Coping with Political Anxiety: 5 Practical Tips for Your Mental Health
Savannah Haughton, Thursday September 25, 2025
Disclaimer: The information in this blog is provided for general information and educational purposes only and is not a substitute for professional advice. While every effort has been made to ensure the accuracy and reliability of the content, the author assumes no responsibility or liability for any errors, omissions, or outcomes resulting from the use of this information. Readers should always consult with qualified professionals for any specific questions or concerns. Use of this information is solely at your own risk.

Understanding Political Anxiety
In a world with building tension and constant access to media, more and more people are experiencing political stress or political anxiety. Medical News Today refers to political anxiety as “the stress, worry, and fear individuals experience due to political events, news, or current affairs.” (Sherell, 2024)
A study by the American Psychological Association (APA) found that 77% of participants cited political events as a significant source of anxiety (APA, 2024).
As a counselor, I’ve noticed that nearly every session over the past two weeks has included discussions about the political climate.
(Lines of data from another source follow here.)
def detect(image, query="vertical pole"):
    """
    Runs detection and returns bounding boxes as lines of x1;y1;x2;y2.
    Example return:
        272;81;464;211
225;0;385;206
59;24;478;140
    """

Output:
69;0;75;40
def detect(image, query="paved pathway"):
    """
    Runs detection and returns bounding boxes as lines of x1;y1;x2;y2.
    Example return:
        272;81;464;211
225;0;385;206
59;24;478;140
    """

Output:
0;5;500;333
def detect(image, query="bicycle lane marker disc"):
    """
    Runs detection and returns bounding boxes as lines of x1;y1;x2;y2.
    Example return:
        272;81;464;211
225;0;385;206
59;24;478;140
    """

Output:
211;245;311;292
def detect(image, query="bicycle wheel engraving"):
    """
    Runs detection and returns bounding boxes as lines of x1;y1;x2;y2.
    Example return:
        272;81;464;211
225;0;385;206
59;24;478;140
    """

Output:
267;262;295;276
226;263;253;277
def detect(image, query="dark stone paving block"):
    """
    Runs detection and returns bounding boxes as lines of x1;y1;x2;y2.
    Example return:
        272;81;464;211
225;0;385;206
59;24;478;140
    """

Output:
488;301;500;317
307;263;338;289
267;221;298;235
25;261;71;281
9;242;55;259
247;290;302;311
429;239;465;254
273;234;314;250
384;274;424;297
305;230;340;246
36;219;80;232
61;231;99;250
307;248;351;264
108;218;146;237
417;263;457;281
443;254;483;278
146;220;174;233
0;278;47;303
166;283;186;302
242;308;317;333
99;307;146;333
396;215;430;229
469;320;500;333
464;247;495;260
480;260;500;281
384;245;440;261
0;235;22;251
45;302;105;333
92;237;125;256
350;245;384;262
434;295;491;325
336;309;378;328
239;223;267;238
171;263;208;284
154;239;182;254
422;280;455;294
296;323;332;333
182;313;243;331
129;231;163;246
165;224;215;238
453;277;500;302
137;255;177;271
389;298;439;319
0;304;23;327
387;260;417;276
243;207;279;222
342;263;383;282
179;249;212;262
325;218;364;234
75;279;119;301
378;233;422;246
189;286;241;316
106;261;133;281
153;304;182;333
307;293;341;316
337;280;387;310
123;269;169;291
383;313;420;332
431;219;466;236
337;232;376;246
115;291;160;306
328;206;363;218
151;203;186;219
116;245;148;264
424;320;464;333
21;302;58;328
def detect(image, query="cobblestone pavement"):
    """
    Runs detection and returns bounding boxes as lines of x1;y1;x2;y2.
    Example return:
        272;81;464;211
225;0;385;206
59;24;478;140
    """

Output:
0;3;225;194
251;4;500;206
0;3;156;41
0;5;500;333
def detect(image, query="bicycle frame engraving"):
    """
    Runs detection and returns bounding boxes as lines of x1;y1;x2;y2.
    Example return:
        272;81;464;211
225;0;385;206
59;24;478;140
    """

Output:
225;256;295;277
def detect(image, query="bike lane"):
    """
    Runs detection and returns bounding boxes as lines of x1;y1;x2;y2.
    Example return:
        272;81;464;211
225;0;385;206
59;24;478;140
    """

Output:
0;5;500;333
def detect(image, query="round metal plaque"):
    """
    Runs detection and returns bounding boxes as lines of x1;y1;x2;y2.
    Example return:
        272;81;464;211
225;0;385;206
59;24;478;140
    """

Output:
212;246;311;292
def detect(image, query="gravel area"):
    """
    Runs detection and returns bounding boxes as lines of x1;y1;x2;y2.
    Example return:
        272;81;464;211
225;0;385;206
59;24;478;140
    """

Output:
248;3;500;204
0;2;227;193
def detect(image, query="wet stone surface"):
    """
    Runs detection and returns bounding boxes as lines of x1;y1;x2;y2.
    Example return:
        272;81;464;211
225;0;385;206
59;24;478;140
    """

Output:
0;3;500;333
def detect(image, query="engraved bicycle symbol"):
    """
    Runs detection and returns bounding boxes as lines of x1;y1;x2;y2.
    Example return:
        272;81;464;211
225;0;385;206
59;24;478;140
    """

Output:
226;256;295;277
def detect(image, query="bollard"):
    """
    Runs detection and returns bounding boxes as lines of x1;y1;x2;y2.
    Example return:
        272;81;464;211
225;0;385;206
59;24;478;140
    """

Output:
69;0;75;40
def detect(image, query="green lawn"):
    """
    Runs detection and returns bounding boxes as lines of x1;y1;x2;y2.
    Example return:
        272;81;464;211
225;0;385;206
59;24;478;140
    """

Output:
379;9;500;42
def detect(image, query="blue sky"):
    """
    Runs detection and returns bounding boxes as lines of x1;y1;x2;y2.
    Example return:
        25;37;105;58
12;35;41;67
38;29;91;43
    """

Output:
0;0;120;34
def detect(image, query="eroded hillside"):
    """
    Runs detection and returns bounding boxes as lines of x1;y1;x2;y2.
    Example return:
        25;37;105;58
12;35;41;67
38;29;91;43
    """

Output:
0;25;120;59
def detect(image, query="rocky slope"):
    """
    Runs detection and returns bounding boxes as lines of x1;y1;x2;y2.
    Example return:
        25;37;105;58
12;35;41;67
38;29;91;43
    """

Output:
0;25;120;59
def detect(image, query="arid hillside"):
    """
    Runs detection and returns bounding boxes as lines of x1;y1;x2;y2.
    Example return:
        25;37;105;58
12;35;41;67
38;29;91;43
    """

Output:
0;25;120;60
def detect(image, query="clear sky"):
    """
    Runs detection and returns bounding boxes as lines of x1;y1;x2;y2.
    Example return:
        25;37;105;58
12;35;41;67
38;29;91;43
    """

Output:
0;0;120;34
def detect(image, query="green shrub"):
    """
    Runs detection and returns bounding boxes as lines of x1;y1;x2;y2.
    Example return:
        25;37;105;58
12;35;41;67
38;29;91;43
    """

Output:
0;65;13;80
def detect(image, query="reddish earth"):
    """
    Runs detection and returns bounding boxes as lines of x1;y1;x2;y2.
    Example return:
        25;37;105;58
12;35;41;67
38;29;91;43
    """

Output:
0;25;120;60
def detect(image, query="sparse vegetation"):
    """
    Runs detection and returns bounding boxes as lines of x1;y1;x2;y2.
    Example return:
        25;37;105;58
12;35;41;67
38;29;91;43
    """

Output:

Recent high-profile events—political assassinations, mass shootings, global conflicts, and censorship—have left many clients struggling with:
Loss of interest in everyday activities (anhedonia)
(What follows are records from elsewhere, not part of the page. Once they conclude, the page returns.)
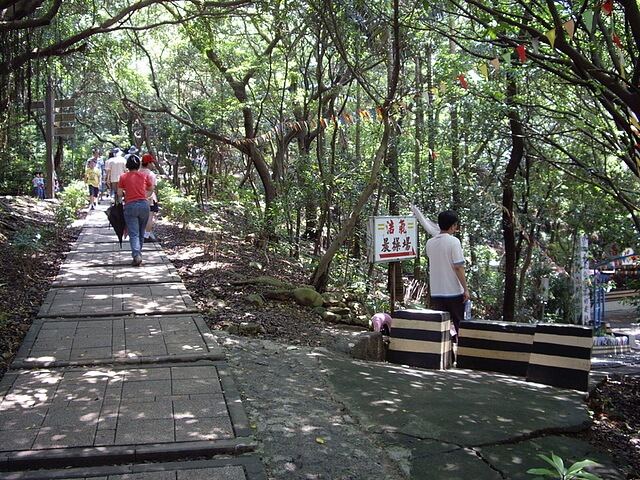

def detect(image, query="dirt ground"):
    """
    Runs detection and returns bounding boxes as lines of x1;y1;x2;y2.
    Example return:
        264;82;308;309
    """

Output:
0;197;640;479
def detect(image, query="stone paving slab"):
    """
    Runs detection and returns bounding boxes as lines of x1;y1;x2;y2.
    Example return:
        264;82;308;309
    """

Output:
51;260;181;288
61;249;171;268
0;455;267;480
10;315;225;369
77;227;127;245
70;242;162;256
38;283;198;318
0;361;255;471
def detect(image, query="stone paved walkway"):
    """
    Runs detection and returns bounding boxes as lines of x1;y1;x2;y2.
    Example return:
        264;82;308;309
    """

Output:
0;205;266;480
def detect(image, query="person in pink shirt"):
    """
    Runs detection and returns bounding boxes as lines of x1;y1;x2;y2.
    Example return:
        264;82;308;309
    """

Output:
140;153;160;242
118;153;153;267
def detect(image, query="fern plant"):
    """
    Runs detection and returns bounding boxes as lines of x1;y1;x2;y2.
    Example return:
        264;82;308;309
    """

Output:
527;452;601;480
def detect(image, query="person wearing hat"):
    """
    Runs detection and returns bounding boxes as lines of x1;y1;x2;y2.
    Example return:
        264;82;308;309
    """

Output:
107;147;127;203
84;157;102;210
118;153;153;267
140;153;160;242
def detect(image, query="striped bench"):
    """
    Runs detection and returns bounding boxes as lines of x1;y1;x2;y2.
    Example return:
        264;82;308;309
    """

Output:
456;320;536;377
527;323;593;391
387;309;451;370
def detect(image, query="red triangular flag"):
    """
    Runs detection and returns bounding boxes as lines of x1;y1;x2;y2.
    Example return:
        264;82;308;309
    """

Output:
613;33;622;49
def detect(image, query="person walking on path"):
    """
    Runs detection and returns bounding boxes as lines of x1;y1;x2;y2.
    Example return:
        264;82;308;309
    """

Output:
84;158;102;210
107;147;127;203
140;153;159;242
427;210;469;340
118;154;153;267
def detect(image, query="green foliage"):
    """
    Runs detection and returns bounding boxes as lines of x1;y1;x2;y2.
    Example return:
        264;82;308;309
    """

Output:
527;452;601;480
11;225;45;279
58;180;89;216
157;180;204;228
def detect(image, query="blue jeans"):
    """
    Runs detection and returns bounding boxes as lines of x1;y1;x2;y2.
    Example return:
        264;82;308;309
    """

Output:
124;200;149;258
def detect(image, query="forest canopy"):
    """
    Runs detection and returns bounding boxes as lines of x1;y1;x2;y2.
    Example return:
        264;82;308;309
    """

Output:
0;0;640;321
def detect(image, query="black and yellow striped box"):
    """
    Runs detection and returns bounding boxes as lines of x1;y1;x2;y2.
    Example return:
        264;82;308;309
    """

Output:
387;309;451;370
527;323;593;391
456;320;536;377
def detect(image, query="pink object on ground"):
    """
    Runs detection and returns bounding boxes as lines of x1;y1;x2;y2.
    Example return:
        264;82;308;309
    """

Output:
371;312;391;335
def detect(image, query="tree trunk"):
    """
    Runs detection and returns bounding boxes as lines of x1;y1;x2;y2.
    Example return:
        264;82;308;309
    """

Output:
502;80;524;322
309;122;389;292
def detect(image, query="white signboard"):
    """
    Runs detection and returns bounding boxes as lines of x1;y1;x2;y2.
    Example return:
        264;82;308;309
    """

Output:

Heightened anxiety and worry
Increased feelings of hopelessness
A constant sense of doom
If you’re experiencing similar emotions, you’re not alone. There are ways to take care of your mental health, even in uncertain times.
Here are five practical coping skills to help you manage political stress and anxiety.
1. Take a Break from Electronics
The immediacy of information means traumatic events often go viral within minutes. Humans weren’t built to witness tragedy in real time—sandwiched between funny videos and memes.
It’s okay to step away from the noise. Limit your time on social media, turn off push notifications, and permit yourself to unplug. Taking breaks doesn’t make you uninformed or apathetic—it protects your mental health and allows time for reflection.
2. Do a Good Deed
If you’re struggling to see the good in the world, be the good in the world.
Small acts of kindness can make a big difference:
- Volunteer for a local cause
- Adopt a pet
- Plant a tree
- Donate to a charity you believe in
- Offer support to someone in need
Surrounding yourself with others working to improve the community can help restore your hope and connection.
3. Journal Your Feelings
Journaling is a powerful way to process emotions and quiet your mind.
Try a few simple approaches:
- Brain dump: Set a timer for ten minutes and write down every thought without judgment.
- Gratitude lists: Focus on the things you’re thankful for.
- Reflection prompts: Identify what’s out of your control, then focus on what is within your control.
Writing helps you release mental clutter and see things more clearly.
4. Maintain Healthy Boundaries
You have the right to decide if or how you talk about politics with others.
If political discussions feel overwhelming, set clear boundaries using “I feel” statements:
“I feel anxious when we talk about politics because it overwhelms me. If the topic continues, I’ll need to step away from the conversation.”
Be kind but firm. Setting boundaries is a healthy way to protect your mental well-being.
5. Take Action Where You Can
When the world feels out of control, even small actions can restore a sense of purpose.
Consider:
- Joining organizations that align with your values
- Contacting local representatives to share your views
- Donating to causes or campaigns you believe in
- Volunteering for advocacy or community projects
You can’t control everything happening in the world, but you can take meaningful steps toward making a positive change.
Final Thoughts
You don’t need to do all of these tips. Feel free to “pick the best and leave the rest.” And you don’t need to do them all at once.
If you’re experiencing severe anxiety, depression, or thoughts of self-harm, please seek help from a mental health professional or call the 988 Suicide and Crisis Lifeline for free, confidential support.
Remember: You are not alone, and reaching out for help is a sign of strength.